10 internautes sur 10 ont trouvé ce commentaire utile
- Publié sur Amazon.com
Smil looks at the history of humans and meat, the ethics of meat eating, health of meat eating (protein plays an important part in this discussion), animal nutrition, and the sustainability of meat eating. All are given a detailed look, with many references to studies. Ultimately, Smil concludes that meat-eating is sustainable, at a certain, fairly high level, if do-able sustainable agricultural practices are more widely used and less sustainable ones are stopped. A critical point is that livestock can make plant products that aren't really usable by humans for feed (grass, citrus peels, food processing residues, etc.) and convert then into food, so that livestock can add to the human food supply without using foods that are directly consumable by people, such as corn. Milk, eggs, and seafood are also touched on but are not the main topic of this book.
I'll present some of his reasoning here: Page 182: "But the prevalence of these objectional practices and the validity of these concerns are not convincing arguments against meat eating. Those practices are not inherent prerequisites of large scale meat production; they are essentially malpractices committed as a part of a short-sighted quest of maximizing meat output at minimized cost. Our understanding of livestock requirements, feed production and animal feeding, slaughtering and processing makes it possible to practice balanced and rational ways of meat production aimed at minimizing its environmental impacts and maximizing its health benefits." If such practices were put into play, Smil concludes, "The grand total of meat production that would come from grazing practiced with greatly reduced pasture degradation (roughly 40 Mt of beef and small ruminant meat), from feeding forages and crop residues (40 Mt of ruminant meat) and from converting highly nutritious crop processing residues (70 Mt chicken meat and 40 Mt pork) would thus amount to about 190 Mt/year. This output would require no further conversions of forests to pastures, no arable land for growing feed crops, no additional applications of fertilizers and pesticides with all the ensuing environmental problems. And it would be equal to almost exactly two-thirds of some 290 Mt of meat produced in 2010 - but that production causes extensive overgrazing and pasture degradation, and it requires feeding of about 750 Mt of grain and almost 200 Mt of other feed crops cultivated on arable land predicated on large amounts of agrochemicals and energy." Smil also discusses alternatives that can add to this supply of protein -- mycoproteins (Quorn), seafood, etc.
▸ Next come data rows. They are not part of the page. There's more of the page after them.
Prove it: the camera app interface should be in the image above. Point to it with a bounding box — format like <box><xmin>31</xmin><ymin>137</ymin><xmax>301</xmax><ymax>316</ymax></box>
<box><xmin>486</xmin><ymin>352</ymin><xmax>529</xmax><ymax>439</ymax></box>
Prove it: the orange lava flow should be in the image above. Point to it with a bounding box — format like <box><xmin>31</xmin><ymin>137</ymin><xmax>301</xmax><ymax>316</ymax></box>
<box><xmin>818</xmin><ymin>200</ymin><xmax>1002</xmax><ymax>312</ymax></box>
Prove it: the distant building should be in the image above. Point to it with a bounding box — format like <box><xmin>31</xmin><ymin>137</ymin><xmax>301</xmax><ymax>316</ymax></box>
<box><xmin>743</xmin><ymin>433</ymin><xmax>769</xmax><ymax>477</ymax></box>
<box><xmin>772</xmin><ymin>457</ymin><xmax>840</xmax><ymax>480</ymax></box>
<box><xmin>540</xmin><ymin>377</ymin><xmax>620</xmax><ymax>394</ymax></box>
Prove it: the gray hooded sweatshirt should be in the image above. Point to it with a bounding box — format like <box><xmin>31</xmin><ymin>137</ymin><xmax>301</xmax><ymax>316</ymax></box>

I highly recommend this book for anyone interested in the topic. I'll surely be giving it as a gift!
Three other relevant books that may also interest you are: Meat: A Benign Extravagance, by Simon Fairlie, covers much the same ground as Smil's book, but also looks in more detail at sustainable livestock agriculture / permaculture. Similar conclusions are reached by Fairlie and Smil, and they mention some of the same studies, but I still found it worthwhile to read both. The author's offer different perspectives and each addresses various topics that the other does not.
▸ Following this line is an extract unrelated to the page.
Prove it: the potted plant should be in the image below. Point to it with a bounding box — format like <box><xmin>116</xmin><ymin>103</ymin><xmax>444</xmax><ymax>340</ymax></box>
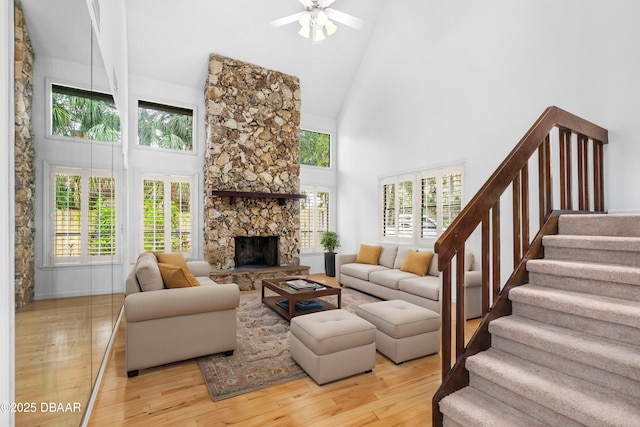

Four Fish: The Future of the Last Wild Food, by Paul Greenberg. This book is not nearly as good as the other too. It is much less in depth and refers to much less scientific research. Still, it does give more coverage to fish, of course, than the previous books and it is looking at the same topics. Worth considering if you want to learn more about the ethics and sustainability of wild and aqua-cultured fish.
Beef: The Untold Story of How Milk, Meat, and Muscle Shaped the World, by Andrew Rimas & Evan D.G. Fraser, is also relevant as far as the cultural history of meat and livestock.